Fang Yi, Wang He, Feng Ming, Chen Hongjie, Zhang Wentai, Wei Liangfeng, Pei Zhijie, Wang Renzhi, Wang Shousen
Department of Neurosurgery, The Fuzong Clinical Medical College of Fujian Medical University, Fuzhou, China.
Department of Neurosurgery, Fuzhou General Hospital, Fuzhou, China.
Front Oncol. 2022 Apr 14;12:835047. doi: 10.3389/fonc.2022.835047. eCollection 2022.
Convolutional neural network (CNN) is a deep-learning method for image classification and recognition based on a multi-layer NN. In this study, CNN was used to accurately assess cavernous sinus invasion (CSI) in pituitary adenoma (PA).
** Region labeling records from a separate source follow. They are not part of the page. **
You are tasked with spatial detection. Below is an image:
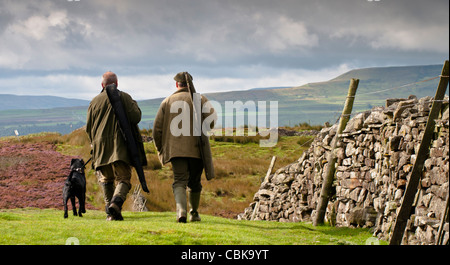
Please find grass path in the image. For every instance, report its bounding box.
[0,208,384,245]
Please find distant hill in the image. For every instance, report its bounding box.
[0,94,89,110]
[0,62,448,136]
[139,65,442,127]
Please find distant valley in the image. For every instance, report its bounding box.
[0,65,448,136]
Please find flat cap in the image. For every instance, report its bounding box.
[173,72,193,83]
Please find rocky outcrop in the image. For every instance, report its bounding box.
[239,96,449,244]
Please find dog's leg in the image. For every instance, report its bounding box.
[63,196,69,218]
[80,189,86,213]
[77,195,84,217]
[70,196,77,216]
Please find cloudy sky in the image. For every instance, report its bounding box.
[0,0,449,99]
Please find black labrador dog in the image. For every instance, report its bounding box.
[63,159,89,218]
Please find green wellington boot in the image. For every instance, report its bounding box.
[173,187,187,223]
[189,192,202,222]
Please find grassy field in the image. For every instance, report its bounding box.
[0,208,380,245]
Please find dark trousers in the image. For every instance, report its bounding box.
[170,157,203,192]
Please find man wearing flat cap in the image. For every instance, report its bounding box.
[153,72,217,223]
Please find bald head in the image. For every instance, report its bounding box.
[102,71,119,87]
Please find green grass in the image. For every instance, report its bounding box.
[0,208,384,245]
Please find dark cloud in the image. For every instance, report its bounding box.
[0,0,449,98]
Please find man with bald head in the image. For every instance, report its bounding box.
[86,71,141,220]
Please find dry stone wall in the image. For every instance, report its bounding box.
[238,96,449,244]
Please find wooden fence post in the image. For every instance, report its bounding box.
[389,60,449,245]
[250,156,277,220]
[313,78,359,226]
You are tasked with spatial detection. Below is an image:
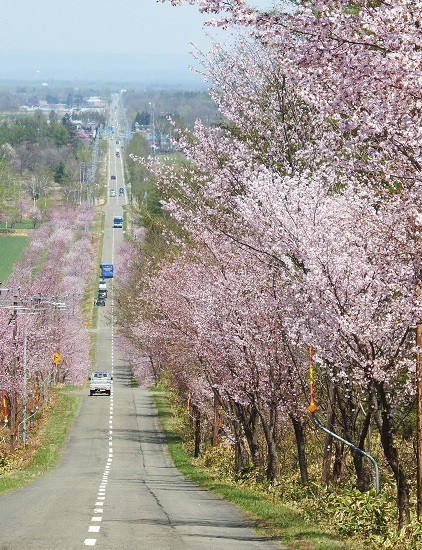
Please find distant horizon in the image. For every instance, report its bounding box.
[0,49,206,88]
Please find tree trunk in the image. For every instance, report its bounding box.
[192,405,201,458]
[321,384,336,488]
[290,416,309,485]
[336,388,371,493]
[333,441,344,487]
[7,395,17,454]
[236,403,262,468]
[374,383,410,529]
[258,407,280,482]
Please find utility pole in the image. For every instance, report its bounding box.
[22,325,27,445]
[149,102,155,160]
[416,322,422,520]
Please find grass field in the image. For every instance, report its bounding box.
[0,235,28,283]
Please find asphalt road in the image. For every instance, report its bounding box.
[0,112,280,550]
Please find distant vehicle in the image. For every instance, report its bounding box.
[113,216,123,229]
[89,371,113,395]
[100,263,114,279]
[98,279,107,298]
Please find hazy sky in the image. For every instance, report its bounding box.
[0,0,273,84]
[0,0,271,54]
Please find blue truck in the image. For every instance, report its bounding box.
[100,264,114,279]
[113,216,123,229]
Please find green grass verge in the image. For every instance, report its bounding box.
[151,388,357,550]
[0,386,81,495]
[0,235,28,284]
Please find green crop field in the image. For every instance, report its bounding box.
[0,235,28,283]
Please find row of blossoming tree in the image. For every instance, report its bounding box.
[0,206,93,452]
[114,0,422,526]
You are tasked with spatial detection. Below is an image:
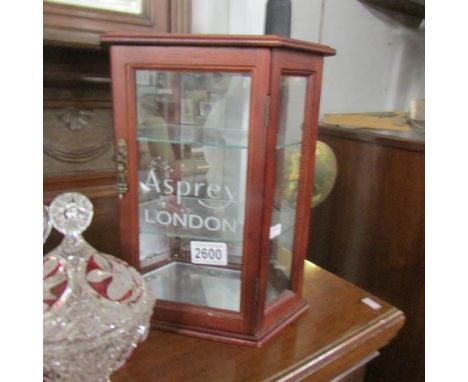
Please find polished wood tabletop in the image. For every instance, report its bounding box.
[111,262,404,382]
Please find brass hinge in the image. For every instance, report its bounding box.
[263,95,270,127]
[254,277,260,304]
[117,139,128,199]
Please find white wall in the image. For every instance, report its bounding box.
[192,0,424,114]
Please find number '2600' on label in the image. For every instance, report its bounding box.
[190,241,228,265]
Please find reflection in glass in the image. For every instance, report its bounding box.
[135,70,251,311]
[46,0,143,15]
[267,76,307,303]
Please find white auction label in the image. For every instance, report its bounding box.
[270,223,282,240]
[190,241,228,265]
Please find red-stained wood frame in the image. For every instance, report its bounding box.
[255,49,323,336]
[103,35,334,345]
[111,46,269,334]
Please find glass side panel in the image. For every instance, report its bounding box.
[135,70,251,311]
[266,75,307,304]
[46,0,143,15]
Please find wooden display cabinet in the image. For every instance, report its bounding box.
[101,34,335,345]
A total of 371 patients with PA were enrolled in the retrospective study. The cohort was divided into the invasive ( = 102) and non-invasive groups ( = 269) based on surgically confirmed CSI. Images were selected on the T1-enhanced imaging on MR scans. The cohort underwent a fivefold division of randomized datasets for cross-validation. Then, a tenfold augmented dataset (horizontal flip and rotation) of the training set was enrolled in the pre-trained Resnet50 model for transfer learning. The testing set was imported into the trained model for evaluation. Gradient-weighted class activation mapping (Grad-CAM) was used to obtain the occlusion map. The diagnostic values were compared with different dichotomizations of the Knosp grading system (grades 0-1/2-4, 0-2/3a-4, and 0-3a/3b-4).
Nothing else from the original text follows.